La mirada que cruzaron fue profunda; sin provocación de una parte ni de otra, sino tranquila y animosa. Era el batir de dos espadachines que empuñan el acero. Sonaba claro y franco.

–¡Estupendo! – exclamó Lupin-. ¡Ya es algo! Un adversario. Aunque sea un bicho raro. Pero ¡es Herlock Sholmes! Van a divertirse.

–¿No tiene usted miedo? – preguntó Wilson.

–Casi, señor Wilson, y la prueba -dijo Lupin, levantándose de su asiento- es que voy a apresurarme a preparar mi retirada…, sin lo cual estoy en peligro de caer en la trampa. Así pues, quedamos dentro de diez días, ¿no, señor Sholmes?

–Diez días. Estamos a domingo. Ocho después del miércoles, y todo habrá terminado.

–¿Y estaré tras los barrotes?

–Sin el menor género de duda.

–¡Caray! Yo, que me solazaba con mi vida tranquila… Ninguna preocupación, unos pequeños negocios, la Policía al diablo y la reconfortante sensación de la universal simpatía que me rodea… ¡Y va a ser preciso cambiarlo todo! En fin, es el reverso de la medalla… Después de la calma, la tempestad… Ahora ya no que reírse. ¡Adiós!

–Dése prisa -exclamó Wilson, lleno de solicitud por un individuo al que Herlock Sholmes de una visible consideración-. No pierda ni un momento.

–Ni un minuto, señor Wilson; solamente el tiempo de decirle lo feliz que me siento de haberlo conocido, y cuánto envidio al maestro por tener un colaborador tan valioso como usted.
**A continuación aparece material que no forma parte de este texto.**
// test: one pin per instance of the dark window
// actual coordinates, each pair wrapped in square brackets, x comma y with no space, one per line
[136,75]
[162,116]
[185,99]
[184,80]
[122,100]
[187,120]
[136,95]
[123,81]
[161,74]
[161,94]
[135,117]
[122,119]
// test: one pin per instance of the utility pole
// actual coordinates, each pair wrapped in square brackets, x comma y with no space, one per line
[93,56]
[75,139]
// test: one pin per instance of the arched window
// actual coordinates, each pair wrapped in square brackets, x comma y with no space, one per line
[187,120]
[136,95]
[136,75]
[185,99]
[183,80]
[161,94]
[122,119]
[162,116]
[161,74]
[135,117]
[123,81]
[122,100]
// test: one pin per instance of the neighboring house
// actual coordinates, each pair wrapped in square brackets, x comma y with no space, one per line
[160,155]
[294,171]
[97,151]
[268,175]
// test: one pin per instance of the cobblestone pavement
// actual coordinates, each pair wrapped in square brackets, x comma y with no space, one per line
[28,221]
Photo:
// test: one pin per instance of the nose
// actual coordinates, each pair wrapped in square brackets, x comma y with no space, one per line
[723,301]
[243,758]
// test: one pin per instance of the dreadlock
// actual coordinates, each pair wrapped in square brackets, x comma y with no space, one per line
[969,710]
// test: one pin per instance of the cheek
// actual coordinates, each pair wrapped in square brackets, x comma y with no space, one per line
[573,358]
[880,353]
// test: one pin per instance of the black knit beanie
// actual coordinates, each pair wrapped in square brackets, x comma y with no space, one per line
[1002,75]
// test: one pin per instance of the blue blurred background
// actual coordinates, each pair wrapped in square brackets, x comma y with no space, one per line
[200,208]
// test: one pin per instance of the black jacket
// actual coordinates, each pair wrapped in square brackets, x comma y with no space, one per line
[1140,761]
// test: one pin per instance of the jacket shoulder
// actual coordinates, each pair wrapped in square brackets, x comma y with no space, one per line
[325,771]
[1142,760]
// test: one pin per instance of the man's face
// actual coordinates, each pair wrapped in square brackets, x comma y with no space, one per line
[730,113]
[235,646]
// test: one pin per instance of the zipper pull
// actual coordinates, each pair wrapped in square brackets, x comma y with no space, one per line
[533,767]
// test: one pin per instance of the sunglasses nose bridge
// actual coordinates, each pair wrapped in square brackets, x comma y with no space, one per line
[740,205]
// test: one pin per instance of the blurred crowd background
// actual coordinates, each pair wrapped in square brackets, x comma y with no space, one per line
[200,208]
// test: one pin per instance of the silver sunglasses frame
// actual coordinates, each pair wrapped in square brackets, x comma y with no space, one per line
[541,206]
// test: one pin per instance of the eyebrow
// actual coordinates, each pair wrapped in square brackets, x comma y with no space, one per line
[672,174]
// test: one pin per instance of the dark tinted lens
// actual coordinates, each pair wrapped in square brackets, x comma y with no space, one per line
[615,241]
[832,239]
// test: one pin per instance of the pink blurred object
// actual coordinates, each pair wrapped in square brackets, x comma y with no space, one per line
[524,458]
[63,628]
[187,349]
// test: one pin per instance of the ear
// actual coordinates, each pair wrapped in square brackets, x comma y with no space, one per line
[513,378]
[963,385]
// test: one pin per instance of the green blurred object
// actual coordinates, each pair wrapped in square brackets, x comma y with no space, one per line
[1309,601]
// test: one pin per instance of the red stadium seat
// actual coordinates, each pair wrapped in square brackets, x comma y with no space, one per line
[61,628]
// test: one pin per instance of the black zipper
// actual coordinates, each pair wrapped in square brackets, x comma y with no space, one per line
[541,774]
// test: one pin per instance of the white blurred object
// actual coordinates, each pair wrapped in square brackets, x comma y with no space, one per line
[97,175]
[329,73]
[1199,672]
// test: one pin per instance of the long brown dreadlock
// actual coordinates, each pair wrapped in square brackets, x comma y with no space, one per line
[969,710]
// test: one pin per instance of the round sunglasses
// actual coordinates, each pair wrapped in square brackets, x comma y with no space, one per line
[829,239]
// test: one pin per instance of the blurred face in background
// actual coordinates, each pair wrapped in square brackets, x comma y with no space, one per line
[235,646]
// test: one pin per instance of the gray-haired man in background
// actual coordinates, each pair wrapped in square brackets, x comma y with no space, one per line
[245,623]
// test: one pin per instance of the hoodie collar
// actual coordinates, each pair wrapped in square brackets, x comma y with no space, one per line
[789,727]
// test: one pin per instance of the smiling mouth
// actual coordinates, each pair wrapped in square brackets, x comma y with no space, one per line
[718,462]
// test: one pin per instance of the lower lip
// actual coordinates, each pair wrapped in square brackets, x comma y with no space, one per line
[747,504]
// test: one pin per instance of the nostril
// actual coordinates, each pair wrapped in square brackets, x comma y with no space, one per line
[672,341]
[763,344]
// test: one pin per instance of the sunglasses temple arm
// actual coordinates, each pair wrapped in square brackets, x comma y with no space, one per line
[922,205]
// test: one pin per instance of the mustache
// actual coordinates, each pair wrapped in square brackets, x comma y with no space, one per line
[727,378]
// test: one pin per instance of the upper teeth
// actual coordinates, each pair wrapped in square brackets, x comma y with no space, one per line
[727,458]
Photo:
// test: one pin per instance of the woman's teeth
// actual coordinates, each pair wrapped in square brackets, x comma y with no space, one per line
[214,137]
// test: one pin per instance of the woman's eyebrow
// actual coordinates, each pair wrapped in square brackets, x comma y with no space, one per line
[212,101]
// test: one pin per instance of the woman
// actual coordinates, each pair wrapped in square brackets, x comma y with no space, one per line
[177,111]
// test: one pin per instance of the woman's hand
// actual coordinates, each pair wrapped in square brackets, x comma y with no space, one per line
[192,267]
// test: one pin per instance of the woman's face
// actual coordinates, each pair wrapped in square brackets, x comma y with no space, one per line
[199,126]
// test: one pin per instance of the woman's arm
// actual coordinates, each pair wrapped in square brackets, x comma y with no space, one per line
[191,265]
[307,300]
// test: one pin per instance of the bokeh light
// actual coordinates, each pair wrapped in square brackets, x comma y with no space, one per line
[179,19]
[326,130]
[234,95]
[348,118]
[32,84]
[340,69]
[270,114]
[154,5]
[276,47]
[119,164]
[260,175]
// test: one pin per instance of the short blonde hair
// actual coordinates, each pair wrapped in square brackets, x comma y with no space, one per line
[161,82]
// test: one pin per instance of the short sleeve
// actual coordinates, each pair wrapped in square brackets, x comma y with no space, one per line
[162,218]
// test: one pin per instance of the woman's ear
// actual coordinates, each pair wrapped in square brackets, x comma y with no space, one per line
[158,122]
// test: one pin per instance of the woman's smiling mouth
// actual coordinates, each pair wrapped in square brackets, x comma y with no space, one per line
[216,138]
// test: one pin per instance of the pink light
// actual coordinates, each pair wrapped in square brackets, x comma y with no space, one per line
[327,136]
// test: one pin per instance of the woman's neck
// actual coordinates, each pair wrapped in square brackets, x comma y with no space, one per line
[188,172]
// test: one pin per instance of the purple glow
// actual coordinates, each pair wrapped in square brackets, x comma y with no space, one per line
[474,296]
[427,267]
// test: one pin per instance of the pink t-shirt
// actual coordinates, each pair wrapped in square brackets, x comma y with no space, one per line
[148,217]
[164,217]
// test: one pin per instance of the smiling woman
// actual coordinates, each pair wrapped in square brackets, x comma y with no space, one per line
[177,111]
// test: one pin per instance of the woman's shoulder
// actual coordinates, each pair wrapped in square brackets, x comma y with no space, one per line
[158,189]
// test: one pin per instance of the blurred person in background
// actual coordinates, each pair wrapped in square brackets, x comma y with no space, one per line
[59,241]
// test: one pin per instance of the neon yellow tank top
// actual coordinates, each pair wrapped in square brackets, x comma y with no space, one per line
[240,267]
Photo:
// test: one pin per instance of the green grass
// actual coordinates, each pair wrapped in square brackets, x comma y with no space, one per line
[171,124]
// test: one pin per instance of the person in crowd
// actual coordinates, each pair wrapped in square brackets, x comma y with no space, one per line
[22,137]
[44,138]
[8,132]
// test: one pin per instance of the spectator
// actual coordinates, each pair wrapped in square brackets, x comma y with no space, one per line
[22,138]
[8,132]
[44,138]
Se saludaron cortésmente, como hacen en el terreno del honor dos adversarios a los que no separa odio alguno, pero que el destino obliga a batirse sin merced. Y Lupin, cogiéndome del brazo, me arrastró afuera.

–¿Qué dice usted a esto, querido? He aquí una comida cuyos incidentes harán buen efecto en las memorias que usted prepara sobre mí.

Cerró la puerta del restaurante y, deteniéndose a unos pasos, preguntó:

–¿Fuma usted?

–No, ni usted tampoco", me parece.

–Yo tampoco.

Encendió un cigarrillo con un fósforo de Bengala que agitó varias veces para apagarlo. Pero, tan pronto como tiró el cigarro, atravesó corriendo la calzada y se unió a dos hombres que acababan de surgir de la sombra, como llamados por una señal.